Holidays Looking Bright for Consumer Electronics - According to a recent survey by the Consumer Electronics Association, 77% of consumers plan to buy at least one consumer electronics product as a gift this holiday season. DVD players, headset CD players, digital cameras and wireless phones are among the top products. The survey found that despite consumers feeling the U.S. Economy was in a worse state that at this time last year, they expect to spend roughly the same amount on gifts this year as last year. Concerns over the economy and safety are leading consumers to purchase electronic products that allow families to stay connected and share time in the home. 70% of those surveyed planned to shop at a brick-and-mortar electronics retailer, while 36% planned to shop online. The CEA also reported that DVD and DTV sales flourished during both August and September.

Logo IDs to Simplify Digital TV Interconnections - The Video Division Board of the CEA has approved a system of identification and logos to ease consumer adoption and retail marketing of various digital video products using the IEEE 1394 (FireWire) standard connector. The new logos were developed to aid consumers in matching digital products that would work with one another. Among the terms to be used are DTVLink, DCAMLink, DVDLink and WEBLink.

Home Theater in a Box Gains in Popularity - Consumers in recent years have spend an average of $3,400 for their home theater components. Spurring penetration of HT has been the simplified home-theater-in-a-box systems now offered by many leading manufacturers. The package normally includes an AV receiver, five speakers and a powered subwoofer. In some cases a DVD player is part of the mix.
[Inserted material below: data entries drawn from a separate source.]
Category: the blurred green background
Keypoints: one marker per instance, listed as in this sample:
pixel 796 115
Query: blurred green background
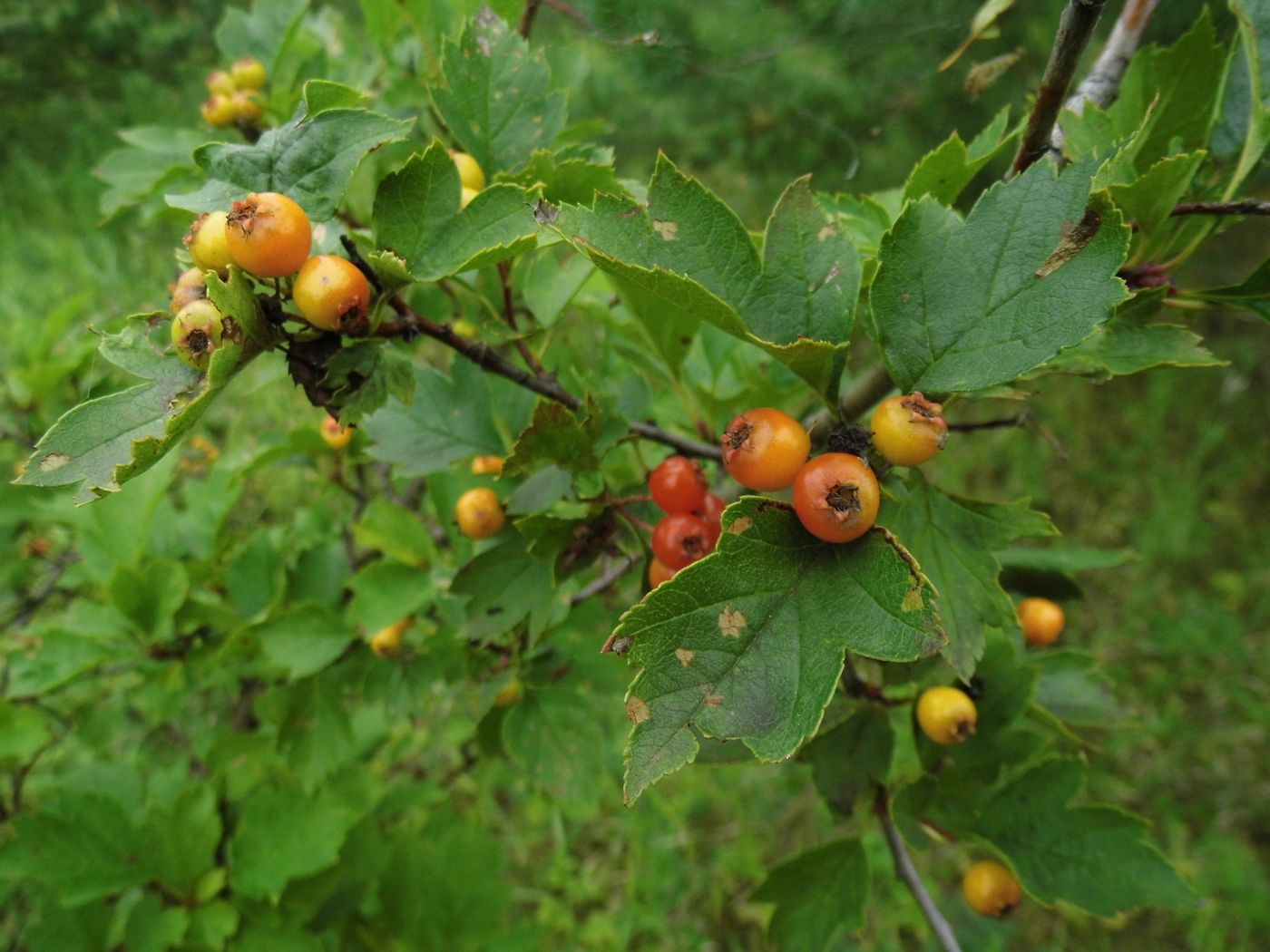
pixel 747 95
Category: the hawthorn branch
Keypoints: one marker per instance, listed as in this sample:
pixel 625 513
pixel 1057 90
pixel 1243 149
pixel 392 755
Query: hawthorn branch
pixel 1247 206
pixel 410 324
pixel 531 10
pixel 907 872
pixel 1102 83
pixel 1073 34
pixel 605 581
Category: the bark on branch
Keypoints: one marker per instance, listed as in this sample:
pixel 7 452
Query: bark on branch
pixel 410 324
pixel 1075 28
pixel 907 872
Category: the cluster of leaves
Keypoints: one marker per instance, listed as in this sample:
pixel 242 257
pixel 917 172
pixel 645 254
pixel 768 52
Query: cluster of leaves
pixel 283 796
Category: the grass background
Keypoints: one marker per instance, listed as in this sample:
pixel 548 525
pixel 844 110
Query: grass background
pixel 747 95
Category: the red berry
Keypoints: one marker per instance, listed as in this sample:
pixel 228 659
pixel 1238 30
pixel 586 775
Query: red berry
pixel 679 485
pixel 679 539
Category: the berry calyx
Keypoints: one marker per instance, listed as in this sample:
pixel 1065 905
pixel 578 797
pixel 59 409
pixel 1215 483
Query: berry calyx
pixel 764 448
pixel 248 73
pixel 479 513
pixel 835 497
pixel 908 429
pixel 332 294
pixel 248 107
pixel 196 333
pixel 269 235
pixel 946 714
pixel 679 539
pixel 470 174
pixel 658 573
pixel 190 286
pixel 336 434
pixel 386 643
pixel 991 889
pixel 1040 619
pixel 679 485
pixel 209 244
pixel 219 111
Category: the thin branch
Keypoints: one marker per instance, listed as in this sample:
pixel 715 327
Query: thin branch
pixel 1073 34
pixel 410 324
pixel 605 581
pixel 865 390
pixel 504 277
pixel 907 872
pixel 531 10
pixel 1247 206
pixel 1102 84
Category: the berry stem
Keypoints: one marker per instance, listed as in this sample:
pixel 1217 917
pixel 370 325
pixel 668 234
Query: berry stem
pixel 907 872
pixel 410 324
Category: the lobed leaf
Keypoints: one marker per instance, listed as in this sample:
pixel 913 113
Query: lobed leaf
pixel 749 641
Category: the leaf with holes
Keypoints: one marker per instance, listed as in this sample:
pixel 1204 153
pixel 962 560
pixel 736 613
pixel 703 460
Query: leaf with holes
pixel 967 305
pixel 749 641
pixel 689 250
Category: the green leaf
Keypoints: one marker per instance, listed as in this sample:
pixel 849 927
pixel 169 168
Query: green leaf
pixel 1149 200
pixel 552 736
pixel 749 641
pixel 60 656
pixel 446 888
pixel 283 834
pixel 83 844
pixel 396 532
pixel 1251 295
pixel 945 171
pixel 302 640
pixel 1181 85
pixel 152 927
pixel 819 898
pixel 967 305
pixel 107 441
pixel 183 838
pixel 155 158
pixel 567 180
pixel 1132 342
pixel 24 732
pixel 1073 687
pixel 503 586
pixel 1095 857
pixel 853 758
pixel 310 159
pixel 689 249
pixel 416 216
pixel 450 419
pixel 497 98
pixel 954 541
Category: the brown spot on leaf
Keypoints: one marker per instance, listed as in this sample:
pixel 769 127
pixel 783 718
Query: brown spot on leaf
pixel 637 710
pixel 1070 243
pixel 54 461
pixel 732 622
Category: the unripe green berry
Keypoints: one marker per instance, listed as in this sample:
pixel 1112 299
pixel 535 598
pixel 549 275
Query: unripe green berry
pixel 196 333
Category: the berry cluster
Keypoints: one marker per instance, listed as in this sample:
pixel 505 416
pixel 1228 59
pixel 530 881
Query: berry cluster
pixel 694 517
pixel 235 95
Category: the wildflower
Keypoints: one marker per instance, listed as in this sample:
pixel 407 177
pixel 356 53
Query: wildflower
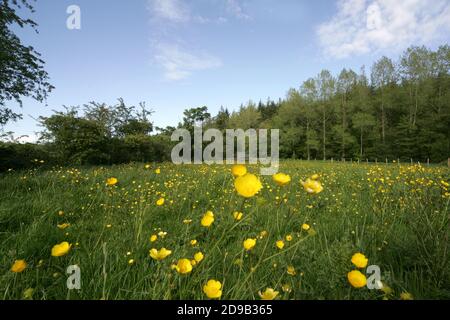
pixel 249 244
pixel 184 266
pixel 280 244
pixel 160 254
pixel 357 279
pixel 111 181
pixel 160 202
pixel 238 215
pixel 306 227
pixel 359 260
pixel 406 296
pixel 19 266
pixel 291 271
pixel 28 294
pixel 61 249
pixel 248 185
pixel 63 226
pixel 213 289
pixel 312 186
pixel 198 257
pixel 281 179
pixel 207 219
pixel 238 170
pixel 269 294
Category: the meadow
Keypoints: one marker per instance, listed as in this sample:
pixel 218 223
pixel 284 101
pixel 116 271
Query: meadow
pixel 300 242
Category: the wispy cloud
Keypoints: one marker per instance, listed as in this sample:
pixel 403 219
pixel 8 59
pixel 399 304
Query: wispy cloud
pixel 362 26
pixel 234 7
pixel 179 63
pixel 172 10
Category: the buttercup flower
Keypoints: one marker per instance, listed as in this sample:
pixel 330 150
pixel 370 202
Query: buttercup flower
pixel 247 185
pixel 160 254
pixel 249 244
pixel 207 219
pixel 280 244
pixel 19 266
pixel 281 179
pixel 198 257
pixel 213 289
pixel 238 215
pixel 359 260
pixel 357 279
pixel 406 296
pixel 238 170
pixel 111 181
pixel 291 271
pixel 312 186
pixel 184 266
pixel 269 294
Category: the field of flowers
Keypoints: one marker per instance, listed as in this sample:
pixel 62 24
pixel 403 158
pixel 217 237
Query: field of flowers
pixel 162 231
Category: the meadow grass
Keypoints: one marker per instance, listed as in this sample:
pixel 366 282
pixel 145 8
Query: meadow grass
pixel 397 216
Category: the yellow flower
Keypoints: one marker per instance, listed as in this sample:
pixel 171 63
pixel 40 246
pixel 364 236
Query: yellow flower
pixel 357 279
pixel 249 244
pixel 198 257
pixel 312 186
pixel 238 170
pixel 111 181
pixel 269 294
pixel 247 185
pixel 61 249
pixel 184 266
pixel 280 244
pixel 207 219
pixel 291 271
pixel 406 296
pixel 238 215
pixel 213 289
pixel 281 179
pixel 359 260
pixel 19 266
pixel 28 294
pixel 160 254
pixel 63 226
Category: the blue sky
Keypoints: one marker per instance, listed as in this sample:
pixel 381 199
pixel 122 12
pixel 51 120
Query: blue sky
pixel 175 54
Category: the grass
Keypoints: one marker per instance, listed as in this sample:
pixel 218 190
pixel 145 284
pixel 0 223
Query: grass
pixel 398 216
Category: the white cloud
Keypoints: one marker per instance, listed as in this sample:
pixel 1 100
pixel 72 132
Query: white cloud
pixel 179 63
pixel 363 26
pixel 235 9
pixel 173 10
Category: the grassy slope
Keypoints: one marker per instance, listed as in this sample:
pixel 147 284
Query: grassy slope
pixel 400 224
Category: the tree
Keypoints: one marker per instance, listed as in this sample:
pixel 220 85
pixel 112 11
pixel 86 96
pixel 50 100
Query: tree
pixel 21 69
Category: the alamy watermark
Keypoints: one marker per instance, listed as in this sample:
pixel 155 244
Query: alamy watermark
pixel 233 151
pixel 73 21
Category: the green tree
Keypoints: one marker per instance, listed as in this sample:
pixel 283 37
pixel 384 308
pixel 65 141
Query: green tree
pixel 21 69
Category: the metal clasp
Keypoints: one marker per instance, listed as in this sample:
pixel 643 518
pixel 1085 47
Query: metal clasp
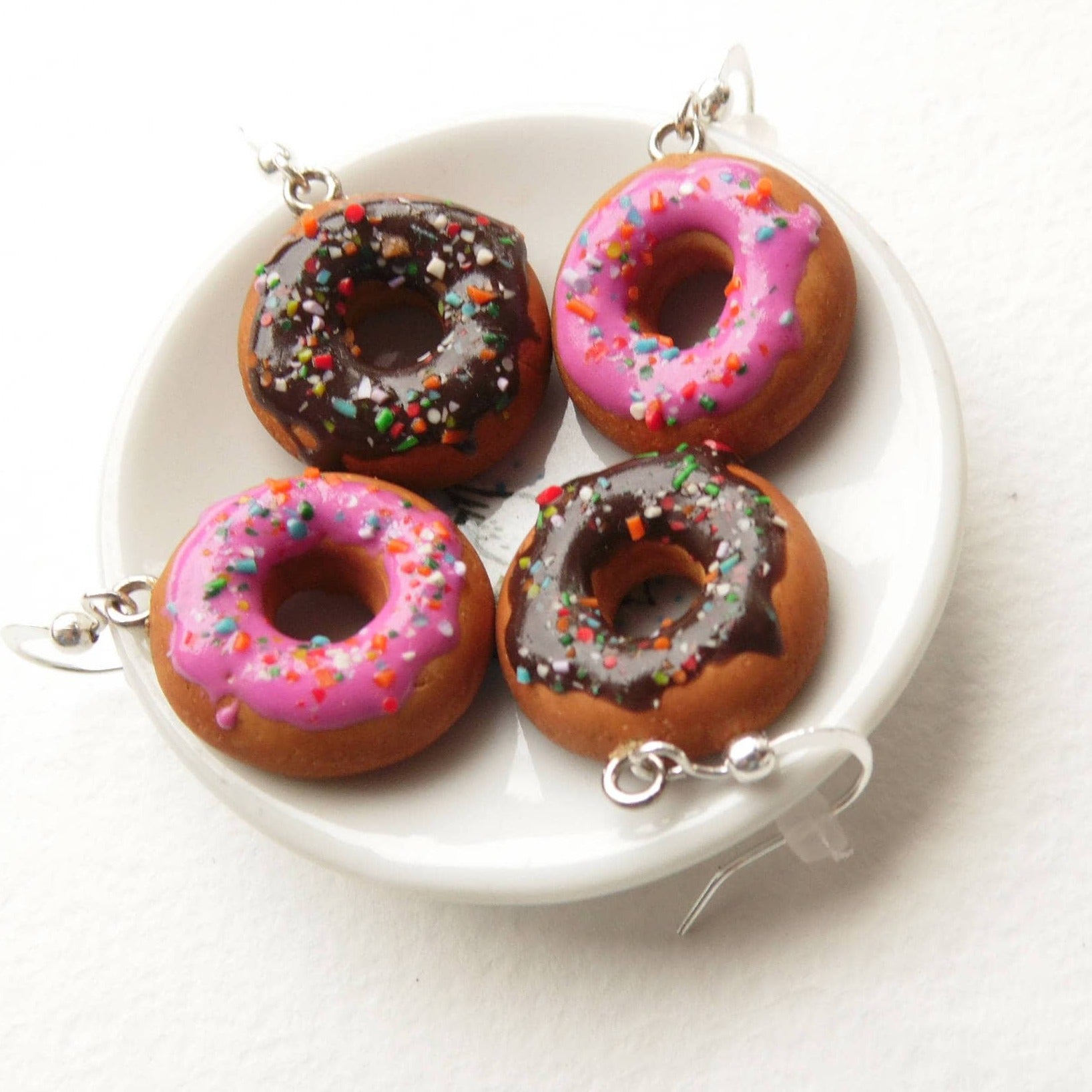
pixel 731 92
pixel 747 760
pixel 276 159
pixel 75 631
All the cabling and complete instructions are included. (Hopefully it explains you shouldn't set the surround speakers on top of the front speakers, as I have seen in many HT systems!) The trend has become so mainstream that Consumer Reports reviewed some of the systems in its current issue and gave its highest rating to a system from Kenwood. This may correct the unrealistic numbers previous surveys of surround sound-capable homes have shown; owners may have had surround receivers, but few bothered to hook up and deploy the center and surround speakers.